Re: [PATCH v4 2/5] pid: Add PIDFD_IOCTL_GETFD to fetch file descriptors from processes

From: Arnd Bergmann
Date: Sat Dec 21 2019 - 08:53:58 EST


On Fri, Dec 20, 2019 at 4:35 AM Aleksa Sarai <cyphar@xxxxxxxxxx> wrote:
>
> On 2019-12-19, Sargun Dhillon <sargun@xxxxxxxxx> wrote:
> > On Thu, Dec 19, 2019 at 2:35 AM Christian Brauner
> > <christian.brauner@xxxxxxxxxx> wrote:
> > > I guess this is the remaining question we should settle, i.e. what do we
> > > prefer.
> > > I still think that adding a new syscall for this seems a bit rich. On
> > > the other hand it seems that a lot more people agree that using a
> > > dedicated syscall instead of an ioctl is the correct way; especially
> > > when it touches core kernel functionality. I mean that was one of the
> > > takeaways from the pidfd API ioctl-vs-syscall discussion.
> > >
> > > A syscall is nicer especially for core-kernel code like this.
> > > So I guess the only way to find out is to try the syscall approach and
> > > either get yelled and switch to an ioctl() or have it accepted.
> > >
> > > What does everyone else think? Arnd, still in favor of a syscall I take
> > > it. Oleg, you had suggested a syscall too, right? Florian, any
> > > thoughts/worries on/about this from the glibc side?
> > >
> > > Christian
> >
> > My feelings towards this are that syscalls might pose a problem if we
> > ever want to extend this API. Of course we can have a reserved
> > "flags" field, and populate it later, but what if we turn out to need
> > a proper struct? I already know we're going to want to add one
> > around cgroup metadata (net_cls), and likely we'll want to add
> > a "steal" flag as well. As Arnd mentioned earlier, this is trivial to
> > fix in a traditional ioctl environment, as ioctls are "cheap". How
> > do we feel about potentially adding a pidfd_getfd2? Or are we
> > confident that reserved flags will save us?
>
> If we end up making this a syscall, then we can re-use the
> copy_struct_from_user() API to make it both extensible and compatible in
> both directions.
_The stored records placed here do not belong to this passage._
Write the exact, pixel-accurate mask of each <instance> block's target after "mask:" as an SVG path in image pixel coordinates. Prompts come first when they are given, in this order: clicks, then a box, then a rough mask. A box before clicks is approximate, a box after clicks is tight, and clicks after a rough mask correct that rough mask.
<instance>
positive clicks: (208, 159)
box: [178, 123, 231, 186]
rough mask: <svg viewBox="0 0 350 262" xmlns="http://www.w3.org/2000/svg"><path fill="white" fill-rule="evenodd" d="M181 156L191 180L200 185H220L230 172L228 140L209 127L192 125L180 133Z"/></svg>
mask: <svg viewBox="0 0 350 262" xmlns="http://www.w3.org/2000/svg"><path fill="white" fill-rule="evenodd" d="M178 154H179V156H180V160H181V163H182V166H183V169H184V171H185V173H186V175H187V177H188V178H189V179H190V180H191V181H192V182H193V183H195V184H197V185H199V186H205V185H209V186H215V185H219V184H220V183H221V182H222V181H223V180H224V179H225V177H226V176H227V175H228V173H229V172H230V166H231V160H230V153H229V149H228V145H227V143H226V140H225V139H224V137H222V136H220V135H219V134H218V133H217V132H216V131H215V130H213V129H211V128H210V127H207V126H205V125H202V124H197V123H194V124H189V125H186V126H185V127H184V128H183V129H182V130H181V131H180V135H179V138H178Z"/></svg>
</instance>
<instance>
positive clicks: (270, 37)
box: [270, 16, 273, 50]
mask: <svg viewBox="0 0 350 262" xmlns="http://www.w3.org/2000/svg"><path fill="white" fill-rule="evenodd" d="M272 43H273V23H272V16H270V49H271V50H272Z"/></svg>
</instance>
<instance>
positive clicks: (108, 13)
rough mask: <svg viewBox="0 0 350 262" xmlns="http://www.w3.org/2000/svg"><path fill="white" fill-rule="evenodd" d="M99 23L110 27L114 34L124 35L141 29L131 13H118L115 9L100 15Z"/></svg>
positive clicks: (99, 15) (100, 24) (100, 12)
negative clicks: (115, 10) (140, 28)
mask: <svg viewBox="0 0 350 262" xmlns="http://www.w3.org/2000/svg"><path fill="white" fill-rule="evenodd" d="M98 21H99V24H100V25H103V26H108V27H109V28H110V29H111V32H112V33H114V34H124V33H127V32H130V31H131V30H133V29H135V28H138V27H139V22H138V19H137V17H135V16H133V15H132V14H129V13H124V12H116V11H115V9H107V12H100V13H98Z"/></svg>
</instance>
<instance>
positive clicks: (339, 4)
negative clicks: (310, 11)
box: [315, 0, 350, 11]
I wasn't aware that this was frowned upon for ioctls
> (sorry for the extra work) but there are several syscalls which use this
> model for extendability (clone3, openat2, sched_setattr,
> perf_events_open) so there shouldn't be any such complaints for a
> syscall which is extensible.

I would still not do it for syscalls, although for other reasons:

- in an ioctl, it's better to come up with a new command code if you
have a larger structure

- in a system call, it's best to pass all arguments as individual
registers, the only time we use indirect data structures is when there
are more than six arguments.

Arnd